The result was a comprehensive list of properties sent to my email address daily.

(Note, this image omits any information or imagery that might single out a particular property for the sake of privacy).

Issues and scalability

One challenge was dealing with client-side rendered images. Initially, I attempted to make simple HTTP requests to return the HTML of each site. However, many estate agent websites use client-side rendering for images and content, complicating the scraping process. Playwright helped emulate a Chromium browser to accurately fetch image data.

To scale this tool to become a fully fledged application, it would require a fairly substantial effort to accurately scrape information from all of the different estate agents across the UK. One of the issues with scraping is manually targetting DOM elements which could be unreliable. Another issue around this is when some websites obfuscate their classnames using randomly hashed letters - as seen in some front-end systems. This makes targeting elements unreliable. To overcome manually targetting DOM elements, it would be interesting to explore searching for content on the page that will always be consistent, like a postcode for example, and use a regular expression to locate the element. You could use this element as an 'anchor' point, and find the relevant house details in sibling or parent nodes.

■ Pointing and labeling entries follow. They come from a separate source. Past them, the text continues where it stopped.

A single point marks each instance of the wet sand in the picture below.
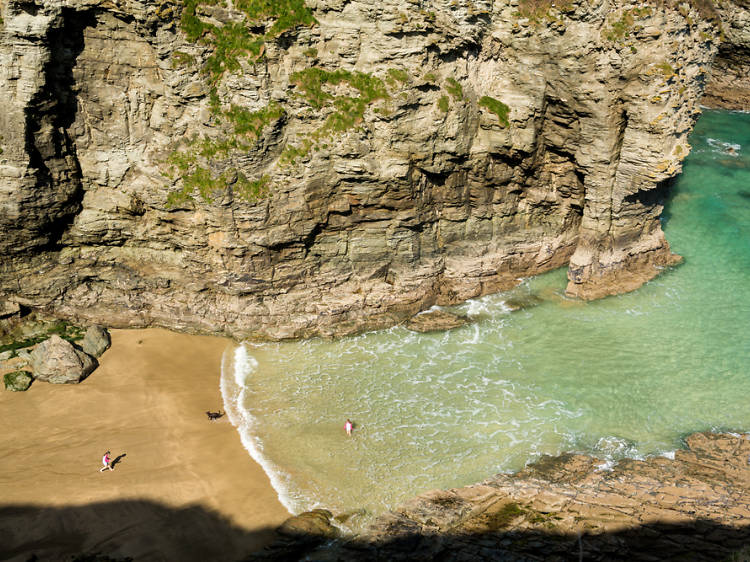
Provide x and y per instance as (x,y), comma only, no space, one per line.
(184,487)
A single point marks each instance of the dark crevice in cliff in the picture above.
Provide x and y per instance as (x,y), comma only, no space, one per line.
(49,116)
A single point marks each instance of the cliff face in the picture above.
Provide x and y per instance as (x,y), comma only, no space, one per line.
(729,86)
(338,167)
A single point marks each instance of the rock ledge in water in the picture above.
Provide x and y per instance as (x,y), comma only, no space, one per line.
(436,320)
(693,507)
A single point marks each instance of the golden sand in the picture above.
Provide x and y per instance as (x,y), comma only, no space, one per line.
(185,488)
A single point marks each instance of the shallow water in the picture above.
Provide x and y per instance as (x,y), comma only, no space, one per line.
(625,376)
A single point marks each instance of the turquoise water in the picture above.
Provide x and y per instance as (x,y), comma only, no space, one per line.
(625,376)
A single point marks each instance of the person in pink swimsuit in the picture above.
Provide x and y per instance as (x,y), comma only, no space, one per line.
(106,460)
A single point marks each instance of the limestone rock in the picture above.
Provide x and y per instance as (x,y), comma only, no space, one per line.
(96,341)
(8,308)
(315,523)
(497,147)
(436,320)
(17,381)
(55,360)
(694,507)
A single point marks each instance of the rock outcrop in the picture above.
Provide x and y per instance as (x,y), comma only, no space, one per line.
(693,507)
(348,165)
(436,320)
(729,85)
(55,360)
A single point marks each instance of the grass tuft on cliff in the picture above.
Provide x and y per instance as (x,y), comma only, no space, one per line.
(498,108)
(234,40)
(315,86)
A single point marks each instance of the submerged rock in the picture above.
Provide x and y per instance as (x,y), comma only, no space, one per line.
(17,381)
(315,523)
(56,360)
(695,506)
(96,341)
(436,320)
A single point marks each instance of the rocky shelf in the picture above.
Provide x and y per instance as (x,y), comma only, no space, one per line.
(695,506)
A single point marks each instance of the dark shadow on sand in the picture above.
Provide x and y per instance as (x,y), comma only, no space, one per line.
(139,529)
(147,531)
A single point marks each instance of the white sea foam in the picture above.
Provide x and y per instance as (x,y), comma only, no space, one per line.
(235,371)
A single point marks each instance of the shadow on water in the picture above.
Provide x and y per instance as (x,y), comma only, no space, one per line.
(147,531)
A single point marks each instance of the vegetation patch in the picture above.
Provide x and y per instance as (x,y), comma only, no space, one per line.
(498,108)
(194,161)
(345,111)
(63,329)
(666,70)
(538,9)
(234,40)
(17,381)
(397,75)
(180,59)
(454,89)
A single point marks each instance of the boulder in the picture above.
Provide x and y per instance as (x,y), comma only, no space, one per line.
(96,341)
(57,361)
(436,320)
(17,381)
(310,524)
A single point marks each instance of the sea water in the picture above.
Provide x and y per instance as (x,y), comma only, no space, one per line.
(625,376)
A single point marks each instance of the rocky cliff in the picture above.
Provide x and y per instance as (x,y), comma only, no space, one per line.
(286,169)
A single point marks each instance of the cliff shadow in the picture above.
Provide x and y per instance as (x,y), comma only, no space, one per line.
(699,540)
(143,530)
(140,530)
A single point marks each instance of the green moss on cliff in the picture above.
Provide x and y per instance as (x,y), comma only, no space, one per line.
(234,40)
(344,111)
(193,162)
(498,108)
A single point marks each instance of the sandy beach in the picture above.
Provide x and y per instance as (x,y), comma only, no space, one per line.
(184,488)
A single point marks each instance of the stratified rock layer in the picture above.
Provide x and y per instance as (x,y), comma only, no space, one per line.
(431,196)
(694,507)
(729,86)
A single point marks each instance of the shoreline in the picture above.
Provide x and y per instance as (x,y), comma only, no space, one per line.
(147,402)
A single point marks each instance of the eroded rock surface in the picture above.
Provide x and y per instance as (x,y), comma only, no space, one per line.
(693,507)
(729,85)
(446,150)
(436,320)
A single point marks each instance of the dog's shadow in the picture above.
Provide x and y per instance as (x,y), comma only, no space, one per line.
(118,459)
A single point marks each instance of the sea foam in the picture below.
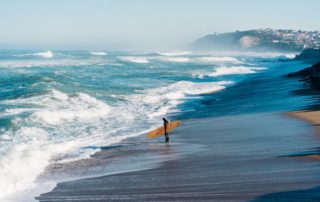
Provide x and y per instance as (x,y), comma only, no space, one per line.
(98,53)
(140,60)
(47,54)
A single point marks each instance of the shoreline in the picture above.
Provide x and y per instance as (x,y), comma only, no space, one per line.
(310,116)
(238,158)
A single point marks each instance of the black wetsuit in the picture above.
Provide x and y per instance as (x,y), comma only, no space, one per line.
(165,123)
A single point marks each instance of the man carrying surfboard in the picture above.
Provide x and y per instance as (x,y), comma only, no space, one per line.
(163,130)
(165,124)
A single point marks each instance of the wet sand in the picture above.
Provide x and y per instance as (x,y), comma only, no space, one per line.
(235,158)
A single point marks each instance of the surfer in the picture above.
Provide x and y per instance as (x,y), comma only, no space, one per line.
(165,123)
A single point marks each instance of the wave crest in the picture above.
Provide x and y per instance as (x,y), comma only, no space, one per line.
(139,60)
(47,54)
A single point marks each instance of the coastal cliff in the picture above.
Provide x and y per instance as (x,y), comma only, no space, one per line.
(259,40)
(311,75)
(309,56)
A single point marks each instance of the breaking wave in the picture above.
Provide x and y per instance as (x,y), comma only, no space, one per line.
(217,59)
(98,53)
(175,53)
(47,54)
(139,60)
(221,71)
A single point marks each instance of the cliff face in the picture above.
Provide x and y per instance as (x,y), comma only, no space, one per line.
(259,40)
(309,56)
(311,75)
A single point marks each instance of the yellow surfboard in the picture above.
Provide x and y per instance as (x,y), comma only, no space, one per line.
(160,131)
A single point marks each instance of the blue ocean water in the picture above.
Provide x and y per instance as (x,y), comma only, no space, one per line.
(54,103)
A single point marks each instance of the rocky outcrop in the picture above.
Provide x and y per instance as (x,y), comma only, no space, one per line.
(309,56)
(259,40)
(311,75)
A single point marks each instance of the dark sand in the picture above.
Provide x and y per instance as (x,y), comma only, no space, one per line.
(236,158)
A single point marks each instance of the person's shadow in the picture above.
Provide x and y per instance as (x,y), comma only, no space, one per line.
(310,195)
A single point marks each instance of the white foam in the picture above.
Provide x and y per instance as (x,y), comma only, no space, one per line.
(60,123)
(47,54)
(140,60)
(164,99)
(49,63)
(175,53)
(98,53)
(233,70)
(176,59)
(217,59)
(290,56)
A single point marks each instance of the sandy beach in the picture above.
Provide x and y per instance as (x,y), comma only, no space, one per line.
(233,158)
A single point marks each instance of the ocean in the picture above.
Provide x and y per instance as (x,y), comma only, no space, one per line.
(59,107)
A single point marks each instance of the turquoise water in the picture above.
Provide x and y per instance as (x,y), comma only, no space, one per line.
(54,103)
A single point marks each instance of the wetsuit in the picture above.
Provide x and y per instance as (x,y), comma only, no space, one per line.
(165,123)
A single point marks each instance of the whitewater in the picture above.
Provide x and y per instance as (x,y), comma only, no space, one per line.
(55,104)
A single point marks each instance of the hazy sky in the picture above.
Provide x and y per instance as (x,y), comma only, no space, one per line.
(141,24)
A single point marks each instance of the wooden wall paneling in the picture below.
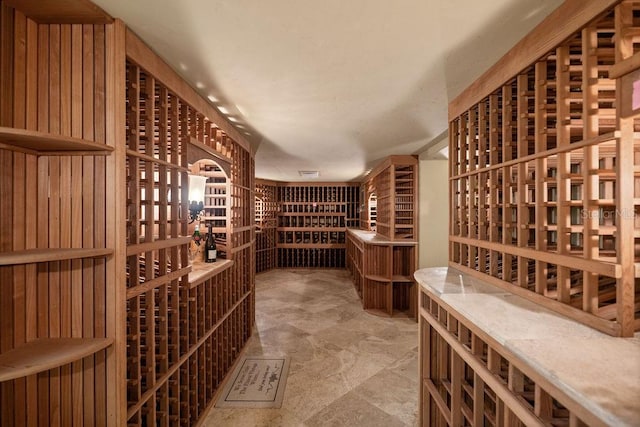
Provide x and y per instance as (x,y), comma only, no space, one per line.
(19,204)
(116,206)
(7,397)
(76,101)
(66,225)
(54,215)
(43,221)
(88,198)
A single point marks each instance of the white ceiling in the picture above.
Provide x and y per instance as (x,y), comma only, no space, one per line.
(332,85)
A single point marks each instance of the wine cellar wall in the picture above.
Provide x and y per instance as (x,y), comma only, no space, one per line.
(183,335)
(545,174)
(57,267)
(312,223)
(105,321)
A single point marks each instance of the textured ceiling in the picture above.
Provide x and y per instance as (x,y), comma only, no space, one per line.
(331,85)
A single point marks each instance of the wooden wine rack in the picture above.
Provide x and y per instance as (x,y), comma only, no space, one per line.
(490,358)
(266,224)
(394,184)
(184,328)
(103,320)
(545,169)
(312,222)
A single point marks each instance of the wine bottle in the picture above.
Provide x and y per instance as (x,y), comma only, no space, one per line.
(210,247)
(196,235)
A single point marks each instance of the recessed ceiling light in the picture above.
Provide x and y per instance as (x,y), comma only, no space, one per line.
(241,110)
(309,174)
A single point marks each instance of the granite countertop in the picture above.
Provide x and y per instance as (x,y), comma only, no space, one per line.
(597,370)
(371,238)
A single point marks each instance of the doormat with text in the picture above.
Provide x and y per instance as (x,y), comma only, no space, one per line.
(257,382)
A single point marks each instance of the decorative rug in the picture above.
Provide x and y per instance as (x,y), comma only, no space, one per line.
(257,382)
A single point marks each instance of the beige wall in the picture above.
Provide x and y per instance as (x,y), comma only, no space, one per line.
(434,212)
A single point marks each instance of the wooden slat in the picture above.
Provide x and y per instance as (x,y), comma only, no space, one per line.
(88,201)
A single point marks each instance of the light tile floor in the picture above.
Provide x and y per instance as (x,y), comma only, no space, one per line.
(348,367)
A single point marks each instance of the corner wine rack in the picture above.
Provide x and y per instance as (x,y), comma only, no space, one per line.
(312,223)
(266,224)
(545,171)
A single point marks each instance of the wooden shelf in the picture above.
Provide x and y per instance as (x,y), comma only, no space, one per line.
(377,278)
(201,271)
(30,256)
(311,245)
(47,353)
(41,143)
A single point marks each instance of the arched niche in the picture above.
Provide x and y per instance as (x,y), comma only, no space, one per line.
(216,209)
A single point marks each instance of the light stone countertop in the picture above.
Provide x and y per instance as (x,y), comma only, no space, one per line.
(371,238)
(597,370)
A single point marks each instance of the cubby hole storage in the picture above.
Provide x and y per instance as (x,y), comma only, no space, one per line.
(382,273)
(545,179)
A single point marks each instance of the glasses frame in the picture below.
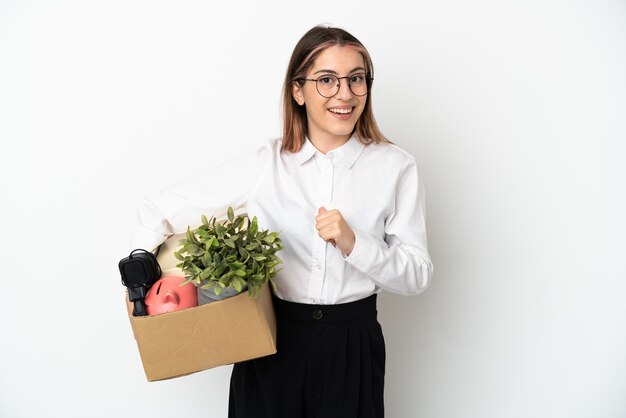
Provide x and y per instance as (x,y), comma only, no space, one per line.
(368,82)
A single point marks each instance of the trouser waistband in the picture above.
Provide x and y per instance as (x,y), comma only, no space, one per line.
(325,313)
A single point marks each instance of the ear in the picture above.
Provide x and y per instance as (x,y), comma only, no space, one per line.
(296,93)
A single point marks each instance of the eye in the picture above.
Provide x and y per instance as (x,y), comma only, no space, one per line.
(327,80)
(357,78)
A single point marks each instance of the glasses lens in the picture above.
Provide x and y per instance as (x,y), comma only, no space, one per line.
(358,84)
(328,85)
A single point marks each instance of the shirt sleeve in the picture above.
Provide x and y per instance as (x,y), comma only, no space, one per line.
(171,211)
(401,263)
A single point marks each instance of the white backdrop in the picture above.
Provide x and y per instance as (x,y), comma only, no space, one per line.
(514,110)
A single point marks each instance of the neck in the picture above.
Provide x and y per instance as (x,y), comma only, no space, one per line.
(328,144)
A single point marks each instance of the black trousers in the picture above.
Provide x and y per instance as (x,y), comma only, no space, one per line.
(330,364)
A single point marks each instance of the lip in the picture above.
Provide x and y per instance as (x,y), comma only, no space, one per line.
(341,116)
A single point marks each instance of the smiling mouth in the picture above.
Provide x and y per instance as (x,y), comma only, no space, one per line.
(342,111)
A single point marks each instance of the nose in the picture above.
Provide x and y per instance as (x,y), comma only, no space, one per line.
(344,92)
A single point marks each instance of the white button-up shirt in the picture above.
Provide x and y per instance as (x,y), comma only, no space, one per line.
(376,188)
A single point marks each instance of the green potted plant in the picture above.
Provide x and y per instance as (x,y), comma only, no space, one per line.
(223,259)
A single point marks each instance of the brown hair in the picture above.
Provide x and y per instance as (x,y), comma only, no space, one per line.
(304,54)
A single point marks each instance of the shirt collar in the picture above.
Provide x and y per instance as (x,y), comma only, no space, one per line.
(347,153)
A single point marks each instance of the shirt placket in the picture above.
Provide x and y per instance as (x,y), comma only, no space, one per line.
(319,246)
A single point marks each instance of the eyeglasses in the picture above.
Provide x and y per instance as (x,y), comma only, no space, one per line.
(328,85)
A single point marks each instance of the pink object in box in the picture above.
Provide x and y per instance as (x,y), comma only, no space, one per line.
(167,295)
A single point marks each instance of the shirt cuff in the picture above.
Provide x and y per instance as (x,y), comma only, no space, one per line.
(364,251)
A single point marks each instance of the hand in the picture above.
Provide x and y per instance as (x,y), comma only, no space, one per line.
(333,228)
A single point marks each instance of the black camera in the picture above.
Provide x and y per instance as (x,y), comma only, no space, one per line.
(139,271)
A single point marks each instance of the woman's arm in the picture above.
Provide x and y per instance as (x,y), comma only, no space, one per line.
(400,263)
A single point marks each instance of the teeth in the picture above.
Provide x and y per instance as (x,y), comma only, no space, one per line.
(343,111)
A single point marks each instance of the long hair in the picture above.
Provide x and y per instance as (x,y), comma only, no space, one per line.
(302,59)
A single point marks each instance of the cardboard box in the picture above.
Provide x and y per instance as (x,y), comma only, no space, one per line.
(225,332)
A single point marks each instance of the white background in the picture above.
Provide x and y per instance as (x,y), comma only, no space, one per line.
(515,112)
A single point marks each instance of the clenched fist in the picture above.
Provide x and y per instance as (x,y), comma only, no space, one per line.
(332,228)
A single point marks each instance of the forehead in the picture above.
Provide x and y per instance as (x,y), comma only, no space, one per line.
(339,59)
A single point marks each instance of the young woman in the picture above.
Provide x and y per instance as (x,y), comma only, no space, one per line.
(350,208)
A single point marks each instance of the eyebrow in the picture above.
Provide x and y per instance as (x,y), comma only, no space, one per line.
(335,72)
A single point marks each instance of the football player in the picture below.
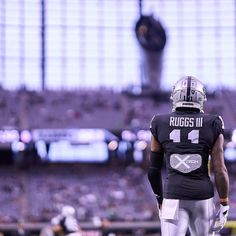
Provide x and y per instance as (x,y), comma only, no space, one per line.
(66,223)
(185,140)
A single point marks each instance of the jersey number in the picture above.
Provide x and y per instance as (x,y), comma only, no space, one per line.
(193,136)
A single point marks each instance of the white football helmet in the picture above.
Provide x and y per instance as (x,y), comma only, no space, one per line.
(188,92)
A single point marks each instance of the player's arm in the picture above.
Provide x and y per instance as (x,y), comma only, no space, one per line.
(154,171)
(219,170)
(221,181)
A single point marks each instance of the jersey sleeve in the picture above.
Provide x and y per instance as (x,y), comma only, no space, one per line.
(218,125)
(153,126)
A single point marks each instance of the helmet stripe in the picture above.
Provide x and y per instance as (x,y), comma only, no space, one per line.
(188,88)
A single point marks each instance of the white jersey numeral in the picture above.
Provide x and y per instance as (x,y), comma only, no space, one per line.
(193,136)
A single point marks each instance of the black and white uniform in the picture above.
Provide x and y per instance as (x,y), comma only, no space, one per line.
(187,138)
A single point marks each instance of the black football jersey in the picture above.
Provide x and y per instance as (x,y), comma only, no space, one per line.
(187,138)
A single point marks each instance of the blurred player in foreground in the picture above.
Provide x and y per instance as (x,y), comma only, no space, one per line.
(185,139)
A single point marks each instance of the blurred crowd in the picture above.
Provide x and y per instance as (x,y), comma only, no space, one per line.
(104,192)
(101,108)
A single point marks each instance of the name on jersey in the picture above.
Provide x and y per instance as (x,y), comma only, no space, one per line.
(182,121)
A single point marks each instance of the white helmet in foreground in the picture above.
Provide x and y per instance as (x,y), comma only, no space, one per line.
(67,211)
(188,92)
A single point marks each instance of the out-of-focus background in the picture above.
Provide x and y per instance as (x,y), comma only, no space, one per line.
(79,84)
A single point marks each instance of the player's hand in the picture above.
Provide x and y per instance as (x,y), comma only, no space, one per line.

Practical Application & Findings

ChatGPT was able to accurately score my preferences based on the scraped content from estate agents
It was extremely useful getting more contextual understanding of properties (where they were located, their surroundings, etc)
I feel like companies could leverage AI not just to generate content, but also to make it easier to easily create a tailored user experience.

I was surprised to see that none of the larger real-estate agencies use AI to enhance the user experience. I feel that combining personalisation and AI can radically enhance a user's experience by tailoring an experience without having to create exhaustive 'buckets' of users and to manually assign content and imagery to users. An automated system that provides relative information to it's users could be extremely beneficial.

Please note, it's always important to check a website's Terms of Service before targeting it for web-scraping - and where possible seek permission from the website owner. It should be preferable to use an API for accessing data, and if in doubt - carry out some due diligence before performing any activity that could potentially land you in hot water.